Done right, however, it should last much more than 3 years, likely over 10.


----------



## McRat (Jul 10, 2012)

Ziggythewiz said:


> Yeah, it's not that simple. In an EV it would be very easy because you control everything in and out, but as a drop-in for OEM you'd have to have protection for both overcharge and overdischarge.
> 
> How often do people leave their headlights on? A lead battery would come back from that a number of times, and cost $50-100 to replace. A handful of lithium cells would likely not come back, and cost at least 2-4 times that.
> 
> Done right, however, it should last much more than 3 years, likely over 10.


Over discharge! The factory alternator on a car is ~13.8-14.1v IIRC, and it's constant drain when operating. But, if your stereo in the OFF position uses power (they do) or security system, then you could certainly hose the battery.

So adding some kind of circuit that disconnects the battery when it falls below 2.7v per cell would be smart? I guess that's where a BMS comes in?


----------



## dtbaker (Jan 5, 2008)

McRat said:


> Anyone running LiFePO4 (4s) as a replacement for their ICE car battery?


in a race application it would save some weight..... but would certainly not be kind to the Li cells with the high-C draw required for the ICE starter motor. They might survive for a reasonable time since the duration of high C draw is short while starting the car; but would certainly be catastrophic if lights were left on and drained to 0.

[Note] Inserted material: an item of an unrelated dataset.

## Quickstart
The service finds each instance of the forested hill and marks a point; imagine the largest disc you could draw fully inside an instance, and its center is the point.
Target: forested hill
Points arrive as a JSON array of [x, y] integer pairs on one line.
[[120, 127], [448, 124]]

If carefully top-balanced initially, 4 cells *should* stay in balance and not be damaged by the alternator if the charge control is typical 13.8-14.0 volts


----------



## Ziggythewiz (May 16, 2010)

I don't understand the difference, but cranking amps are measured much differently from the standard amp draw we're familiar with. On my load tester 50A = 500 CCA IIRC


----------



## Daox (Jan 18, 2008)

I am seriously thinking about trying out a very small A123 (4S) pack in my 97 Toyota Paseo (not an EV, just normal gasser). I plan on picking up a few cells this weekend at Drive Green Expo in Madison, WI. After I tinker with them they'll likely go into the car.

Overcharging shouldn't be a problem since the alternator puts out ~13.5V (3.375V/cell). At that voltage the cells should stay around 50% SOC constantly. So, you don't have nearly the full capacity of the cells, but its only for starting the car so it pulls 200A (I've measured it) for a split second and quickly drops off. This should be no problem for the A123 cells. My only slight concern is when winter rolls around what'll happen.

Overdischarging is a problem, but its a problem with any battery you have in there. Just don't leave stuff on. The price of 4 A123 cells really isn't a ton more than a normal battery. In fact I think I've paid more for an optima starting battery in the past.


----------



## MN Driver (Sep 29, 2009)

I've seen a Youtube video of people trying to start a car in Europe with Headway cells. I think it was a Swedish video or something I don't know my languages though. The video details were in choppy English but it said that it was the coldest day of the winter at night and the car was parked outside the whole night. It wouldn't turn the engine over right away so he cranked it for 5-10 seconds at a time and let it rest for about 20 seconds and each time he tried it heated up the battery internally(he kept putting his hand on it and commenting about it) and the cranking performance actually increased until the car could start. I'd imagine some insulation would help during the winter months, especially if you need to use this technique since these cells have plenty of external surface area and might lose the heat that would be gained while trying to crank the engine.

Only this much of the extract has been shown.